I don't know much about them, but as far as I know, they're probably not the best choice for someone who is just getting started in the hobby.


----------



## emc7 (Jul 23, 2005)

FH has a rep that some individuals are super-aggressive. A mean one will suddenly hunt and kill all other fish in the tank. Not all, just some, they are an unpredictable hybrid. A peaceful flowerhorn might do ok in 55 for with other SA cichlids for a while, but not forever as they just get too big. And if you really want a "perfect" show fish, having other cichlids is an invitation to fin damage that may never heal perfectly.


----------



## Guest (May 28, 2010)

EMC is right as usual with one exception.....FH's are mean fish. period. u cannot afford to keep any otherfish cos the FH will make mince meat out of that poor fish.


----------



## emc7 (Jul 23, 2005)

I'll defer to Eluviet on flowerhorns. My knowledge of them is all 3rd hand. Never kept one.

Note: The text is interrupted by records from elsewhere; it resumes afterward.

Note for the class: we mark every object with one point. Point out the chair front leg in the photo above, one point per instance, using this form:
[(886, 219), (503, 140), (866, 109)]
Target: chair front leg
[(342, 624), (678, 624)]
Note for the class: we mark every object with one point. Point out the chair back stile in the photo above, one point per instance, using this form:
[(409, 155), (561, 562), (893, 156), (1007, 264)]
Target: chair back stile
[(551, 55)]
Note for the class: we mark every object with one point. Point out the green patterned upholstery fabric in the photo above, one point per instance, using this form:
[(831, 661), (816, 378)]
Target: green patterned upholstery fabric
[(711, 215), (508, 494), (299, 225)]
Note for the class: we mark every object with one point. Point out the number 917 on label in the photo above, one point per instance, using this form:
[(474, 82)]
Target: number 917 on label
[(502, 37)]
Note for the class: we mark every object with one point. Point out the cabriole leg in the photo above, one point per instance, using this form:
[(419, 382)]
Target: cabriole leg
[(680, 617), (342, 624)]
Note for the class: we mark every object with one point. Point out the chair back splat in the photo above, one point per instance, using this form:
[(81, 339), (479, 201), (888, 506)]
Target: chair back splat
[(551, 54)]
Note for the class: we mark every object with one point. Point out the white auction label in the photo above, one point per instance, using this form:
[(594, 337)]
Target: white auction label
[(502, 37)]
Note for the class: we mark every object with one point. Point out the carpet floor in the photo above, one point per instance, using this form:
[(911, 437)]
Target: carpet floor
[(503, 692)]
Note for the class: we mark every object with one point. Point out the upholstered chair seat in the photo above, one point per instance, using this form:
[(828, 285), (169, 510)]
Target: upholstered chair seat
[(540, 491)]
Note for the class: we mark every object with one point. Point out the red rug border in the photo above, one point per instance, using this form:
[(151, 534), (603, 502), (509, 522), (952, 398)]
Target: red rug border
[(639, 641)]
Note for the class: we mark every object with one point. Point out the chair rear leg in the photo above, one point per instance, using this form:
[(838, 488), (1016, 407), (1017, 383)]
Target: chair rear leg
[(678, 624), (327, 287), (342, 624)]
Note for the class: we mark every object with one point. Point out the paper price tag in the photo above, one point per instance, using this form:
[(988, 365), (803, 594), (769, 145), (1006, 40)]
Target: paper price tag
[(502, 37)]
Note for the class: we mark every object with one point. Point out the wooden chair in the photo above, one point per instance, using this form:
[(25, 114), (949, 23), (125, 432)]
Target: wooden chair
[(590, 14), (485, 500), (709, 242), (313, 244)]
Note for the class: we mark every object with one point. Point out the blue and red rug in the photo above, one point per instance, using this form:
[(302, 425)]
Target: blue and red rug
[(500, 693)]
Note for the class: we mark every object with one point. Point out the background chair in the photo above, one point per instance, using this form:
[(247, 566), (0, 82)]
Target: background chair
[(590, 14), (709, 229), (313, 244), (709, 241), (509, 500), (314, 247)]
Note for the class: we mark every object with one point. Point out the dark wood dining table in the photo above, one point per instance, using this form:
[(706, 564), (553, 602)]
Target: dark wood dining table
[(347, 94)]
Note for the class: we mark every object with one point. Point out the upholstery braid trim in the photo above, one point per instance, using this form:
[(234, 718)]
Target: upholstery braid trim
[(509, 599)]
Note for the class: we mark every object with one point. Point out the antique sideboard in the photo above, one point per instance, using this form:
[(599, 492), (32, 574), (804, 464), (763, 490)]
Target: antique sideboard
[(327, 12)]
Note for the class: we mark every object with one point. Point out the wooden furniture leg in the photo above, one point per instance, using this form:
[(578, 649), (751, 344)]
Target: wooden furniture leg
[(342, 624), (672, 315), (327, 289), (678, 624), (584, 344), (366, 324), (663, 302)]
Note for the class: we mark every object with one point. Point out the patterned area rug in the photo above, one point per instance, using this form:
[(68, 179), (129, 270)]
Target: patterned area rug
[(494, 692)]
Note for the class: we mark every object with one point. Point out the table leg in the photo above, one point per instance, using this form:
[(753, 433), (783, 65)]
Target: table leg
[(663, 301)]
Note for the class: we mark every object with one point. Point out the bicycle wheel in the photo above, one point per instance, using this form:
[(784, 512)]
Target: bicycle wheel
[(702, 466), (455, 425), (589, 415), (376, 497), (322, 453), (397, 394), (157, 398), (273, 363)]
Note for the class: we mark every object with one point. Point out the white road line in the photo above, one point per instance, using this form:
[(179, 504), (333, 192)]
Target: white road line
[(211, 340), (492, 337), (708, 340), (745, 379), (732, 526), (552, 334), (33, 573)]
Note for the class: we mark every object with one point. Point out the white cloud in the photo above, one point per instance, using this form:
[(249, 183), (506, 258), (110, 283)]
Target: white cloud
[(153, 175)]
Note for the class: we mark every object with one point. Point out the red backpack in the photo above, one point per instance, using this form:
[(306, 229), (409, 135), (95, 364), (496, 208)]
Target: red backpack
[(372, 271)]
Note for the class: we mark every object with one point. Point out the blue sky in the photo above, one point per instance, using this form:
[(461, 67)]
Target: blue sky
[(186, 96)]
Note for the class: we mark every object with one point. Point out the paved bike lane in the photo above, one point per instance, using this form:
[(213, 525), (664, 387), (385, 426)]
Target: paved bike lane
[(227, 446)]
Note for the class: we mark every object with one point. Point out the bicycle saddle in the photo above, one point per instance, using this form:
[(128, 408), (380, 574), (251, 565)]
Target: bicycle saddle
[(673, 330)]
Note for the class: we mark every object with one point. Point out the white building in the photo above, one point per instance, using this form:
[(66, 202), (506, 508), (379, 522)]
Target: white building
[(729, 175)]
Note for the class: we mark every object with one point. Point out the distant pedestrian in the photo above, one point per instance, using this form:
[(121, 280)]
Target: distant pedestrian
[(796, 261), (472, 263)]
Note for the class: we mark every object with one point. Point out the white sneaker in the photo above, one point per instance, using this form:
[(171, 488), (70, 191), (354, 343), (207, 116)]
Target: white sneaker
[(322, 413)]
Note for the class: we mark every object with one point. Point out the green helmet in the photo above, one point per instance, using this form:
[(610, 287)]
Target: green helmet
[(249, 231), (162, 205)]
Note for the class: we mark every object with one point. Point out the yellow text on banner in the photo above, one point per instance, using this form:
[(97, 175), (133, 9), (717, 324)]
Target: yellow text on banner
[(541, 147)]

Certainly some people seem to be breeding them for aggression as well as color and hump.


----------



## Guest (May 28, 2010)

agreed with EMC. u might find one odd fish who is docile enough but like emc also said these fish are bred for aggression as well and hump. some of these fish eat better than u and i do!


----------



## Guest (May 28, 2010)

oh wait lemme be clear on this:

there are 2 types of aggression am talkin about here. one: agression as a natrual born instinct and two: induced aggression.

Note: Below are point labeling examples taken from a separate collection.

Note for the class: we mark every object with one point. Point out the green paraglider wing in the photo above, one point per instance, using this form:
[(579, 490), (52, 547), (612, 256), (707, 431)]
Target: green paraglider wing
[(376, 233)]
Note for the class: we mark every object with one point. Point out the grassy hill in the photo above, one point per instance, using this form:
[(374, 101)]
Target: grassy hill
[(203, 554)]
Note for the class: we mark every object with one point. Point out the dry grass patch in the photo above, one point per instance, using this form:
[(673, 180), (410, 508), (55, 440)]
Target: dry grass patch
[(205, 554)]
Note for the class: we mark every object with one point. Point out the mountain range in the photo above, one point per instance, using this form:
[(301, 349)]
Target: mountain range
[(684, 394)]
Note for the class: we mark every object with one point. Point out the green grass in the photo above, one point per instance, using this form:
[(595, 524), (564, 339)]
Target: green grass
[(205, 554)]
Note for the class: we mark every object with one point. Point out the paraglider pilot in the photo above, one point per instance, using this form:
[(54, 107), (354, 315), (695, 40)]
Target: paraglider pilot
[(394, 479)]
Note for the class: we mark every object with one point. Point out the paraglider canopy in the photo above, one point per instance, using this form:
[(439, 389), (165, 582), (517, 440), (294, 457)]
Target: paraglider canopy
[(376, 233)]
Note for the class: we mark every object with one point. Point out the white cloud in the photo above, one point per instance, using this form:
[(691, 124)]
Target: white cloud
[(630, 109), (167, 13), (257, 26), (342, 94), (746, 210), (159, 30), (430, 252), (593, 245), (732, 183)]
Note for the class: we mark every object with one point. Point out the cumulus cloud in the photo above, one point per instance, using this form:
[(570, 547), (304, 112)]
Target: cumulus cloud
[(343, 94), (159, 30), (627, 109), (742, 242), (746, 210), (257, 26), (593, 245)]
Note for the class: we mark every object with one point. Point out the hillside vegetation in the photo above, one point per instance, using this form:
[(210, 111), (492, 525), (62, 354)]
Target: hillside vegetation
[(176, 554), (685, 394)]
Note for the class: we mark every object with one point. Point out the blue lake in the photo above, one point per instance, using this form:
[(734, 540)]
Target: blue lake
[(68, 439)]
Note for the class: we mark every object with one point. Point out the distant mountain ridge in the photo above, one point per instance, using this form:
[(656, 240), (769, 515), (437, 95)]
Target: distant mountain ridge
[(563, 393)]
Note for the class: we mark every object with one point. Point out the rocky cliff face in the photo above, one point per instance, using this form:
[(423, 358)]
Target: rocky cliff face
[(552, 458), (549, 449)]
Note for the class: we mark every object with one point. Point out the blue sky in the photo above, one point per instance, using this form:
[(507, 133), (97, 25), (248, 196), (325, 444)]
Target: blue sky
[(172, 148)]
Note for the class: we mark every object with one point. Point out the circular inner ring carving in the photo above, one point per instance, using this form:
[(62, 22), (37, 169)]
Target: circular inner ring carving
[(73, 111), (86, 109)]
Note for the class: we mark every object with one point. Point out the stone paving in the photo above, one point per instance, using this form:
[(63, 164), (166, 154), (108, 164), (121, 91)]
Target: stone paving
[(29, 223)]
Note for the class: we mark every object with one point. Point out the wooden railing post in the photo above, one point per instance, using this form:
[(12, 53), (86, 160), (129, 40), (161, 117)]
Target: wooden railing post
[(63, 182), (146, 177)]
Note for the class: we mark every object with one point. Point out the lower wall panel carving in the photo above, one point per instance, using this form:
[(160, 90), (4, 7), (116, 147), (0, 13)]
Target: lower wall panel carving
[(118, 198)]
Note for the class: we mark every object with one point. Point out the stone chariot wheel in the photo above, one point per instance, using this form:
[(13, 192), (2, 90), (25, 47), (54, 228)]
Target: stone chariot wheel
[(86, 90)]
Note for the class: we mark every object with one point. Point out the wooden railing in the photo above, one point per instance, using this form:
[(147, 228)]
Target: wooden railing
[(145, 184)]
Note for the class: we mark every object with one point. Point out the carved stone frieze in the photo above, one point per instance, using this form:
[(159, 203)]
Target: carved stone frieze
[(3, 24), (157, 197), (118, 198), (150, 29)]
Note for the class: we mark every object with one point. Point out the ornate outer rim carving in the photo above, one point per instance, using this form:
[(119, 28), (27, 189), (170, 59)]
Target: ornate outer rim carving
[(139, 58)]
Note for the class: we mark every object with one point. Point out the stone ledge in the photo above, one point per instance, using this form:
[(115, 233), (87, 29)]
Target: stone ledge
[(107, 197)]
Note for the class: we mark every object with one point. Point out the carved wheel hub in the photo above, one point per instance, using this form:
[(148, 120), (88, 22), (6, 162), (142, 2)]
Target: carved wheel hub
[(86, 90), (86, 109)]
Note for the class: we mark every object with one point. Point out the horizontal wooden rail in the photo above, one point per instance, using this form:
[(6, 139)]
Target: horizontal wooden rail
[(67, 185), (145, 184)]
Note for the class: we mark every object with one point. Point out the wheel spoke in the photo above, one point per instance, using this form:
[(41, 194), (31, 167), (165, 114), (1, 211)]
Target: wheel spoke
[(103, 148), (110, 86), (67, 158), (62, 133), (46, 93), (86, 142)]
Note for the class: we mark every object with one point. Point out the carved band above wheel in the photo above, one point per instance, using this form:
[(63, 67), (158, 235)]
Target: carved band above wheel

when i said "FH are mean. period". i was talk about the fact that they are born with aggressive traits but may not display it towards anything else but others who might wanna live in the tank with him.

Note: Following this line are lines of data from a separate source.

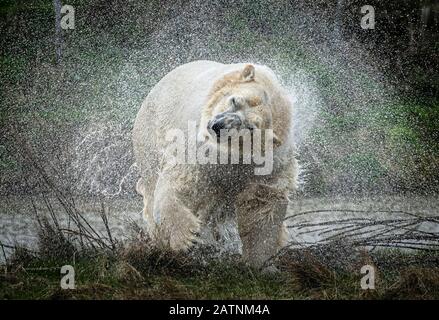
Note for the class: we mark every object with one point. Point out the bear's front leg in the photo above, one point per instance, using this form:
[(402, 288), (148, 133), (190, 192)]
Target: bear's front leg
[(261, 210), (175, 225)]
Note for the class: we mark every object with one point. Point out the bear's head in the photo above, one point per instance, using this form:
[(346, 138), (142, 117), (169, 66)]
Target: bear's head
[(240, 103)]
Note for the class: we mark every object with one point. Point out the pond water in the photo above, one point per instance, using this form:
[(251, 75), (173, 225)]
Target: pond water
[(392, 220)]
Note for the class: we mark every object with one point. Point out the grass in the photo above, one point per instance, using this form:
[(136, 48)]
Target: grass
[(140, 271)]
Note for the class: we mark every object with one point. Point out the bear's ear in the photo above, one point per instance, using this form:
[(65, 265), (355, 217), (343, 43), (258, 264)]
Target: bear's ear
[(248, 74)]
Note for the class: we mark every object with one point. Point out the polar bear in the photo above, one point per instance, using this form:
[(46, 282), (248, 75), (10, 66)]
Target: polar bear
[(179, 198)]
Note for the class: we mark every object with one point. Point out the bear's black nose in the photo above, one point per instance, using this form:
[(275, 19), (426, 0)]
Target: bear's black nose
[(226, 121), (217, 126)]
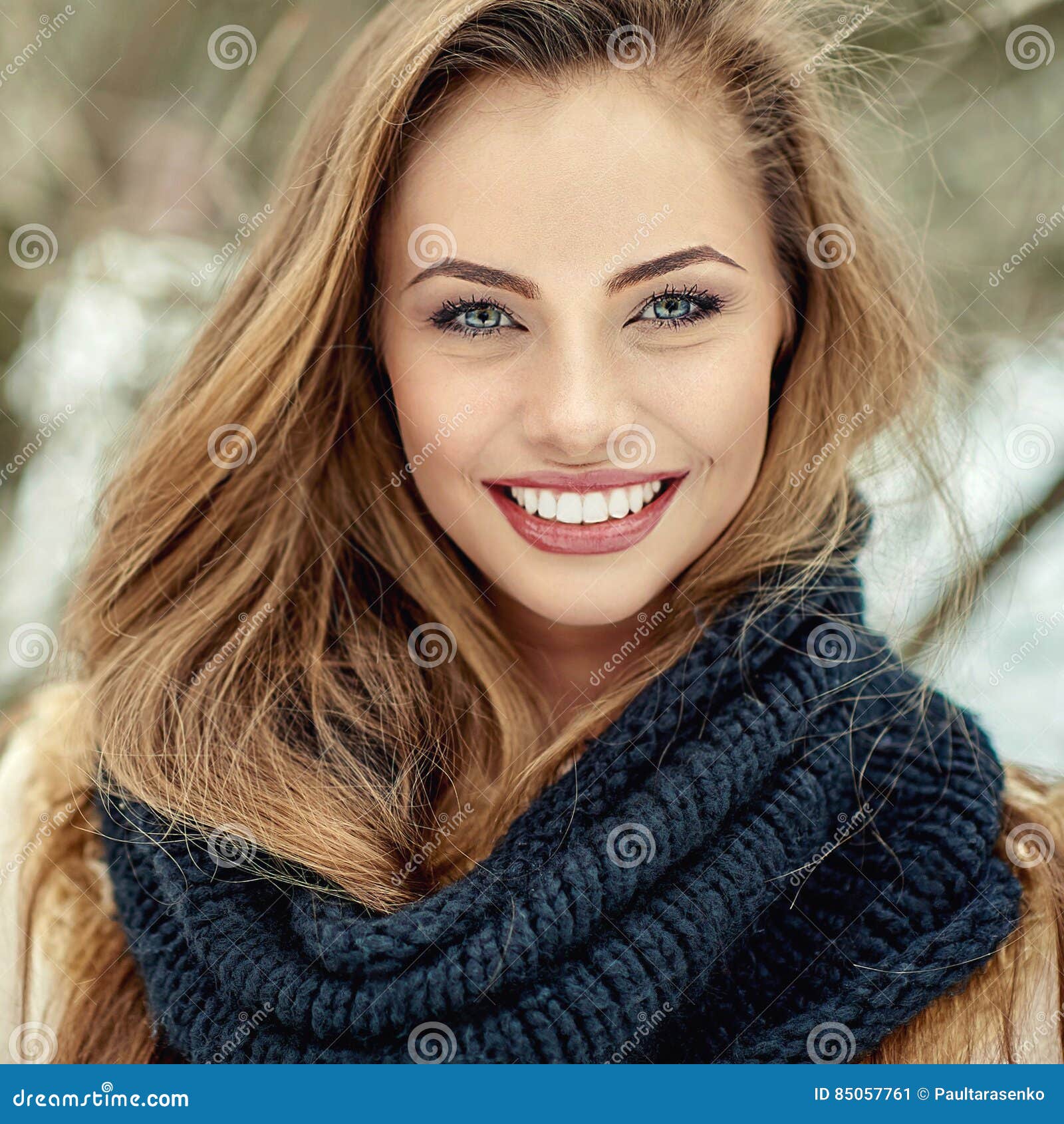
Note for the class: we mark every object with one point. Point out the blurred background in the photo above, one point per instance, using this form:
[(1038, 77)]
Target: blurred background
[(138, 150)]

There are some fish that are just plain mean old crazy aggressive. they will attempt to attack u through the tank glass, will follow ur finger if you run a trace on the glass stuff like that. people pick these up and manage to induce further aggression to the fish. i guess this is the type of aggression emc is talkin about.


----------



## Peeps (May 24, 2010)

A FH needs a 55 gallon to 75 gallon to themselves. They get to 14” and you can’t keep them with other fish because the tank is to small and most do not do well with tank mates. You will not find many “big” centrals that can live in a 55 gallon with another central. They get to big. But FH will get nasty over territory and will fight anything you put in there.


----------



## Zoni (Oct 31, 2010)

They must be kept alone except for plecos. My friend had two together and the next day one's head popped


----------



## TheOldSalt (Jan 28, 2005)

Ouch!

At any rate flowerhorns are not cheap, and it makes little sense to keep an expensive show fish in a tank where it might get damaged and ruined.


----------



## naksampotah (Nov 30, 2010)

it is possible to put flowerhorn in community tanks. You will need a glass divider or a fish hatchery(you can remove this after 2 weeks,when your male flowerhorn is no longer aggressive). 1 male flowerhorn and 1 female or 1 male flowerhorn and 2-3 hybrid parrot cichlids. Never mix pleco because they can damage your flowerhorn 's kok.


----------